Análise do Blog – Como é difícil para um vereador mostrar serviço na atual realidade do país. São tão inúteis que quanto mais eles tentam mostrar algum serviço, mais a inutilidade salta à vista de todos. Esse malfadado formato de vereança que a Constituição atual nos legou, serve apenas aos interesses dos prefeitos que ao contrário de servir à causa pública querem uma quadrilha de baba ovos ou de corruptos, ou pior, desses dois tipos, para lhe ajudar a se locupletar.

Quer uma prova? Faz um ano que o MPE acompanha as marmeladas petralhistas que encerraram antes da hora o mandato do prefeito atual de PVH. Mesmo com tanta gente falando sem papas na língua sobre tantas corrupas nesta gestão, excetuando o Hermínio, exceção rara nesse campo, nenhum outro vereador viu nada? Nunca soube de nada errado?

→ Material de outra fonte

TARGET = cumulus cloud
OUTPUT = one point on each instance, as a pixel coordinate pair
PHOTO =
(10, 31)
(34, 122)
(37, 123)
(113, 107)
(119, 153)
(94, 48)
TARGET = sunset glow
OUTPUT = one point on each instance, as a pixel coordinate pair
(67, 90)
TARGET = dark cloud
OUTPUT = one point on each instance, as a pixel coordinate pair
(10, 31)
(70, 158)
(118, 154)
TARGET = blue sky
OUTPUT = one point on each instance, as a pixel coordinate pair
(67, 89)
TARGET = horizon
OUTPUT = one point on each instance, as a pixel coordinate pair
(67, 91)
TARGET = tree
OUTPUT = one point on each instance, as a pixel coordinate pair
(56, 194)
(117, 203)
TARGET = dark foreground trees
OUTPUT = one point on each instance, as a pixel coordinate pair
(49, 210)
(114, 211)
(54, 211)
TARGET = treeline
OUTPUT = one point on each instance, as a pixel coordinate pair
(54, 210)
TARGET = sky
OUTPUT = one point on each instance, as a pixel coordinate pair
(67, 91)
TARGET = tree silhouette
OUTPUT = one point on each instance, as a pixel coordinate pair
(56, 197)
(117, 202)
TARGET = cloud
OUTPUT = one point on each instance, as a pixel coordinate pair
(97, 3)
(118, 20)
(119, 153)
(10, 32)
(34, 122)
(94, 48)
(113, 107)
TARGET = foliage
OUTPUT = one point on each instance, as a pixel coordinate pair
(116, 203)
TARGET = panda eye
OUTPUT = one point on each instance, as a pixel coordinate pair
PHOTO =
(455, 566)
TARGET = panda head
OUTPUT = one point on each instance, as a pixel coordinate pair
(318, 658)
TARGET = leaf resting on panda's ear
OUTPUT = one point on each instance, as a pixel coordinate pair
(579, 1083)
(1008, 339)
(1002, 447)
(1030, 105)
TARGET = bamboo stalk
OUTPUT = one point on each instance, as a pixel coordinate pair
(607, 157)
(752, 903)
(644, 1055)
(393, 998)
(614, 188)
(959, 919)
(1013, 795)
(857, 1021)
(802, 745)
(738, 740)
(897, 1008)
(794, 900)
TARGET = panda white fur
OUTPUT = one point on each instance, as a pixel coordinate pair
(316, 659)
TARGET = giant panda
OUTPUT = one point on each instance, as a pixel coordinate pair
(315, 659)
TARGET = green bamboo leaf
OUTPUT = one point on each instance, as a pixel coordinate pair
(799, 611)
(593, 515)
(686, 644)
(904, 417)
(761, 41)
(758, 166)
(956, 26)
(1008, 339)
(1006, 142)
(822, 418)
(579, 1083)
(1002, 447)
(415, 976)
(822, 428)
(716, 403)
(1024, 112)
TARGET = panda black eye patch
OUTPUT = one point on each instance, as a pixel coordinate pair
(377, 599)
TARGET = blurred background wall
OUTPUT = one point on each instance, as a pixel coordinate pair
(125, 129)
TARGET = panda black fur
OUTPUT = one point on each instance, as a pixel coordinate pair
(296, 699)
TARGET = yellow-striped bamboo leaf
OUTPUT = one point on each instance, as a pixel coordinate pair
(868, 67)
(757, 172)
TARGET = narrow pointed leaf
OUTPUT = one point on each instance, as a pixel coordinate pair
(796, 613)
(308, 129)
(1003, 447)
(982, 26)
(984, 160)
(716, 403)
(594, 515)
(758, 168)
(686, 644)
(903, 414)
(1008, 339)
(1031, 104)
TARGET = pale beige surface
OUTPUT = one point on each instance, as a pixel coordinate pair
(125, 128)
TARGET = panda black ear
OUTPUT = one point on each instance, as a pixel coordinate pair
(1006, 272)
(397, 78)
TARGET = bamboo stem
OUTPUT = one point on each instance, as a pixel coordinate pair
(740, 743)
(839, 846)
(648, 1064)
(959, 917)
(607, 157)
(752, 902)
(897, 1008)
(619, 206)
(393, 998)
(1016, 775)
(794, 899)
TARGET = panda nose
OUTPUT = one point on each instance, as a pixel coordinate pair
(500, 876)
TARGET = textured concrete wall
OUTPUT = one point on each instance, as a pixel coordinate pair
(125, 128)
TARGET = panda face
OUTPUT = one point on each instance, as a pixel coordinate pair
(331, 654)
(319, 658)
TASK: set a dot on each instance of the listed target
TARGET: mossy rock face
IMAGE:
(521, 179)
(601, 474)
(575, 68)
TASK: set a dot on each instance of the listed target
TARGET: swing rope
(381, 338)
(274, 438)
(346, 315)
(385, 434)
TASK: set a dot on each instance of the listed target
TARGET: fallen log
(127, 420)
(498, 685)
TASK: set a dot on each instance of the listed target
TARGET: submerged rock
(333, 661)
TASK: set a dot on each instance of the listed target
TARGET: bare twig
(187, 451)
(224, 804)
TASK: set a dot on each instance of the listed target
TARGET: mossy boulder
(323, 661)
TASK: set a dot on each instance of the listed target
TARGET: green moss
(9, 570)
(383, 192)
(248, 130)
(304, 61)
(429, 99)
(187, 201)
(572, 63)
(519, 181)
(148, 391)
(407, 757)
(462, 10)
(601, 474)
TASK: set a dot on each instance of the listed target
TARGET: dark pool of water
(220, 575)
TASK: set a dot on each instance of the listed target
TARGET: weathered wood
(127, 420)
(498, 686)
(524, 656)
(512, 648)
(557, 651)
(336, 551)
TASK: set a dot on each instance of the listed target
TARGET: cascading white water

Câmara de vereador nos países do primeiro mundo são compostas por senhores e senhoras que, democraticamente convocadas ou por livre e espontânea vontade, se oferecem para ajudar a pensar o presente e o futuro da cidade (município) onde moram, porque ali tem seu patrimônio, suas famílias, e querem o bem de todos.  E claro, nesse mister incluso está fiscalizar o prefeito, seus caixinhas de sim e os investimentos públicos.

Quando chegaremos a este nível? Ou melhor, quando voltaremos a este nível?… porque nos anos 60 eram assim as Câmaras de Vereadores desse nosso Brasil que adora piorar o que era bom e certo. Será por que? Ou por quanto?

A Notícia – Emerson Castro sanciona Lei de autoria do vereador Sid Orleans 

O Prefeito em exercício Emerson Castrosancionou nesta terça-feira,11, aLei nº 2.029 de 06 de dezembro de 2012, de autoria do vereador Sid Orleans (PT). A lei regulamente a comercialização de bebidas no Mercado Cultural Manoel Costa Mendonça, no centro de Porto Velho.

O Mercado Cultural de Porto Velho, antigamente chamado de Mercado Central, sofreu um incêndio na década de 1960, hoje o prédio erguido no lugar, um pouco menor, pois o antigo ocupava inclusive a área do conhecido Edifício Rio Madeira, suporta eventos culturais, serestas, comemorações, entre outros. O local também recepciona pessoas de vários costumes, culturas, religiões e gostos.

De acordo com a Lei orgânica do município ninguém poderia comercializar bebidas no Mercado Cultural. Com isso, comerciantes antigos e tradicionais do local, inclusive frequentadores, pediram auxilio do vereador, que após ouvir suas reivindicações deu inicio na lei para regulamentar essa comercialização.

“O comercio naquele local é histórico e cultural. Depois da reforma e de algumas modificações é que a venda de bebidas ficou de encontro à lei orgânica do município. Essa lei, sancionada nesta terça-feira, veio dar amparo legal para os comerciantes que sempre trabalharam naquele local e também para a população que frequenta o Mercado Cultural”, disse o vereador Sid Orleans.